Martí escribió que el Gobierno tiene el deber de proporcionar al pueblo la educación necesaria, porque “leer es andar”. Uno de los primeros empeños revolucionarios más importantes de Castro después de 1959, sería una campaña intensiva de alfabetización por toda la isla.
El historiador prerrevolucionario M. Isidoro Méndez, ha dicho que Martí era un “republicano social”, que creía en un “socialismo prudente” sin extremismos.
En un discurso que pronunció a mediados de los años sesenta, Fidel proclamó que Carlos Manuel de Céspedes (el rico terrateniente que encabezó la primera insurrección patriótica en 1968) y José Martí no fueron marxistas-leninistas simplemente “porque en la época en que vivieron y en las condiciones históricas en que tuvieron lugar sus magníficas contiendas, no podían serlo”. Y añadió una frase que se convirtió de inmediato en un lema oficial: “Entonces, nosotros hubiéramos sido como ellos; hoy, ¡ellos hubieran sido como nosotros!”.
Castro es el heredero político y filosófico de Martí en sus opiniones sobre el radicalismo, la reforma agraria, la igualdad racial y la justicia social. Ellos comparten también sus temores y sospechas hacia los Estados Unidos y sus intenciones en relación a Cuba. Las aspiraciones de los norteamericanos de anexionarse o incluso comprar Cuba (como fue comprada Luisiana), se remontan a los primeros días del siglo XIX. En 1833, el cónsul de los Estados Unidos en La Habana escribió que “en la plenitud de los tiempos, cuando Cuba y España y nosotros seremos del mismo parecer - sin discusiones, revolución o guerra -, Cuba será sin duda anexionada a la Unión”.
Martí, que había pasado largos años en los Estados Unidos en exilio forzoso de la Cuba española, temía la posibilidad de que los norteamericanos arrebatasen su isla a los españoles como resultado de la guerra de independencia que se desarrollaba en aquellos momentos. En la carta que escribió el día antes de morir, Martí decía que estaba luchando contra los españoles por la independencia de Cuba a fin de impedir “la extensión de los Estados Unidos hasta las Antillas”. Escribió que, en los Estados Unidos, había vivido “dentro de las entrañas del monstruo”, y que estaba preocupado por el “imperialismo económico” norteamericano, advirtiendo que “el desprecio de un vecino formidable que en realidad no nos conoce, es el peor peligro para nuestra América”.
Por supuesto, Castro asimiló todos estos sentimientos mucho antes de tener sus propias experiencias y enfrentamientos con el “formidable vecino”.
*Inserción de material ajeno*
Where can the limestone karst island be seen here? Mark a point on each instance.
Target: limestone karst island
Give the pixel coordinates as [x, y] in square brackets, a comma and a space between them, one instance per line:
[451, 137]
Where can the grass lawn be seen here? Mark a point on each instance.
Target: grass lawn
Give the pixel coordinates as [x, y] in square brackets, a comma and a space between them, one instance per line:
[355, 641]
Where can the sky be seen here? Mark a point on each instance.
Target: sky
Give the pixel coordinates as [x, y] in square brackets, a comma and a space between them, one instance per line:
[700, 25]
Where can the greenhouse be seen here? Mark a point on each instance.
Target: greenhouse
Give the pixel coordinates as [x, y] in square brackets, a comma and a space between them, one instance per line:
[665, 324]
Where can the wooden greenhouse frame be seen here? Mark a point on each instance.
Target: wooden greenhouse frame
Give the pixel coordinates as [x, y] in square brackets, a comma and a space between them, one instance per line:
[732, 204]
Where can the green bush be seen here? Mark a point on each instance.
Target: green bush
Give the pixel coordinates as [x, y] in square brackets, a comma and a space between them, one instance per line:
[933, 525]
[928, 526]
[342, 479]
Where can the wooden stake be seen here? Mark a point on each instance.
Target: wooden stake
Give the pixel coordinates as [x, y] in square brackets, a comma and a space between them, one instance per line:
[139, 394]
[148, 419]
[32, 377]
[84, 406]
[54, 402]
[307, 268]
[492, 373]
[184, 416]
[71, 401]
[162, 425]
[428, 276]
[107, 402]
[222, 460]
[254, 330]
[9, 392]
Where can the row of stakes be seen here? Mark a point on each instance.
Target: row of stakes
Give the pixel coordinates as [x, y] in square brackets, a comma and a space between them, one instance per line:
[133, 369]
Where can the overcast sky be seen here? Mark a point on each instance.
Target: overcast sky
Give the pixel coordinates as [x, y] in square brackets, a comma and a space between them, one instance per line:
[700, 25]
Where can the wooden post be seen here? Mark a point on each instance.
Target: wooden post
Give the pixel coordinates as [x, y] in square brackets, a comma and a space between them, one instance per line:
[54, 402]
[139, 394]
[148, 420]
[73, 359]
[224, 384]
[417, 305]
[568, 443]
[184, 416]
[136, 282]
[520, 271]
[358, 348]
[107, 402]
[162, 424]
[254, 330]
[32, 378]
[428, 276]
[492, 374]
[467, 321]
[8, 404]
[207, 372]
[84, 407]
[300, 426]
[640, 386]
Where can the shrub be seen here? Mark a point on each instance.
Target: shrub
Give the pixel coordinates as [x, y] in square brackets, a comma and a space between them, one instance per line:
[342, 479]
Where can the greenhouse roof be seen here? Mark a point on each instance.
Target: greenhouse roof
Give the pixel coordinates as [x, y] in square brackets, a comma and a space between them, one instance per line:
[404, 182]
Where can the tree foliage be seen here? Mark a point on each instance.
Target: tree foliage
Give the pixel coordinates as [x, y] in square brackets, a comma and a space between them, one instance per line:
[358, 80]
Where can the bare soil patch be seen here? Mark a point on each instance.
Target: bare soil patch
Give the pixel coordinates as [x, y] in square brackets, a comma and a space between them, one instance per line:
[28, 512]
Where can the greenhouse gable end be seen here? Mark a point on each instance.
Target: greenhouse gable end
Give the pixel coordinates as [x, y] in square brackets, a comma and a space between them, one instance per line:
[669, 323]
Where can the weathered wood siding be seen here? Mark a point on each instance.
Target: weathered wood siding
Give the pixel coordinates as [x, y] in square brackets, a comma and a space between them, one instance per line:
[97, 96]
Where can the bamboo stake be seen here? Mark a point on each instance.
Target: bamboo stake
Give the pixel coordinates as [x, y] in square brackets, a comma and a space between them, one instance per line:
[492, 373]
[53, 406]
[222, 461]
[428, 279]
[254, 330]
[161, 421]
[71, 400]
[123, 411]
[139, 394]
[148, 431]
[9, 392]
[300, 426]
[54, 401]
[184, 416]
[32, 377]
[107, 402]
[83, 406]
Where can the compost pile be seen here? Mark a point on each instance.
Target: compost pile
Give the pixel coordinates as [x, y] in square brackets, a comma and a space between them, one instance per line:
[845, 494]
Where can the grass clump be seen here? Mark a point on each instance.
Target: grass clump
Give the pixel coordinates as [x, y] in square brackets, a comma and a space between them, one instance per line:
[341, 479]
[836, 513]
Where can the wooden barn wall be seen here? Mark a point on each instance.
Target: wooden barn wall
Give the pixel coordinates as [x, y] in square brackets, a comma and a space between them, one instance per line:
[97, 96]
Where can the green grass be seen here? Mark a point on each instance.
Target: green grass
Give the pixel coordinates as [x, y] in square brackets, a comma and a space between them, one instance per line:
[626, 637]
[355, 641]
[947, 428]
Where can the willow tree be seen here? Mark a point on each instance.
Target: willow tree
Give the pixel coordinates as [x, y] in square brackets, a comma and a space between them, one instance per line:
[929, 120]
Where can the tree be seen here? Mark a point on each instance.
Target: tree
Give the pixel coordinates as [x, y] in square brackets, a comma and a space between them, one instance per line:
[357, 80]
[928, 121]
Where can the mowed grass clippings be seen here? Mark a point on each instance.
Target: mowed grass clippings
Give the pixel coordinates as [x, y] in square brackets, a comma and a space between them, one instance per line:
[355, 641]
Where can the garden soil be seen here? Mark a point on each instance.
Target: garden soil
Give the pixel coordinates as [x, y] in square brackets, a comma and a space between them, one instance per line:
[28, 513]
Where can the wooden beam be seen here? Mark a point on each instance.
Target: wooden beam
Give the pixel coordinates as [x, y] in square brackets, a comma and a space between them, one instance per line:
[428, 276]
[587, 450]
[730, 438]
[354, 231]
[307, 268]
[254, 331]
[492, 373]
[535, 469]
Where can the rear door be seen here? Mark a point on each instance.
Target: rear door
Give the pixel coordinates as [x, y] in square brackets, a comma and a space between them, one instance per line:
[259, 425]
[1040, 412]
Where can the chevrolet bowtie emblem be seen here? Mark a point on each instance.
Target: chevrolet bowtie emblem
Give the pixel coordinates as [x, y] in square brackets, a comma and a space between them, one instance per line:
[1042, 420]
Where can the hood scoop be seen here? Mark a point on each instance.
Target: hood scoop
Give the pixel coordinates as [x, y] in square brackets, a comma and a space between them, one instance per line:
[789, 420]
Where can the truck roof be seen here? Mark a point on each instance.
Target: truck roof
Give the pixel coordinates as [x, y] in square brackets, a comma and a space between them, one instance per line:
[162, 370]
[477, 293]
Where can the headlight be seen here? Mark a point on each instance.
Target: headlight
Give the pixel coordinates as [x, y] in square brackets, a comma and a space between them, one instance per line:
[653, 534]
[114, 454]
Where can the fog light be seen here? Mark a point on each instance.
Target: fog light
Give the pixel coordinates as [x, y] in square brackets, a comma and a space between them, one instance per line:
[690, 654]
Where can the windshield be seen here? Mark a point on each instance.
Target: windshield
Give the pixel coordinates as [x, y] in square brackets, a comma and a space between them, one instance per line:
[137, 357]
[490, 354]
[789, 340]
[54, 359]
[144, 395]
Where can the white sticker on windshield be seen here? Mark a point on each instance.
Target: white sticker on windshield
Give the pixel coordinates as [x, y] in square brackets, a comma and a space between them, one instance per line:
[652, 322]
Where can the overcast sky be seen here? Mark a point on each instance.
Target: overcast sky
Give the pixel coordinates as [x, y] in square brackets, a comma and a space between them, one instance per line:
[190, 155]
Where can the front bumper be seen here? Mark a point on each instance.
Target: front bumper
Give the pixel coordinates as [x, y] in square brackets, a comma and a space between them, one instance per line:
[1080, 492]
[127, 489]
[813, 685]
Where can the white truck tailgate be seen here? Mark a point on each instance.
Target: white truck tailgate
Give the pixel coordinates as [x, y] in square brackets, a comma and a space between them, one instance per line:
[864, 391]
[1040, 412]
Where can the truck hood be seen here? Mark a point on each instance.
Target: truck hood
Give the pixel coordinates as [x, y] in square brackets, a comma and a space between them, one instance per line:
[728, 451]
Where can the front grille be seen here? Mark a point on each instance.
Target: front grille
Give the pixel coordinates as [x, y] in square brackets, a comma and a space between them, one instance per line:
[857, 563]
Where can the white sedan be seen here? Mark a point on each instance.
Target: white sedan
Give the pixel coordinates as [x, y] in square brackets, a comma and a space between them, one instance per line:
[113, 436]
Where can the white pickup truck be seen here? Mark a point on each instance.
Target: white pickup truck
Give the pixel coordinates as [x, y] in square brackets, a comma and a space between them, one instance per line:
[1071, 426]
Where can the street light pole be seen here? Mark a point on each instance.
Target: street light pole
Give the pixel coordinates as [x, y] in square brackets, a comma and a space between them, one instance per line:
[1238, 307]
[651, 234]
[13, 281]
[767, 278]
La finca Manacas, una gran propiedad con campos de caña de azúcar y ganado, está situada en el municipio de Birán, en la región de Mayarí, en la costa septentrional de Oriente. Se halla a unos cuarenta kilómetros al sur de la bahía de Nipe y aproximadamente a la misma distancia al este de Dos Ríos, el lugar donde murió José Martí en una emboscada que le tendieron los españoles en 1895.
Fue en Manacas donde, el 13 de agosto de 1926, nació Fidel. Cuando le llegó el momento de asistir a la escuela elemental de la localidad, ya estaba imbuido de la leyenda de Martí. Ello formaba parte de toda la niñez cubana, muy en especial en la orgullosa provincia de Oriente, siempre rebelde.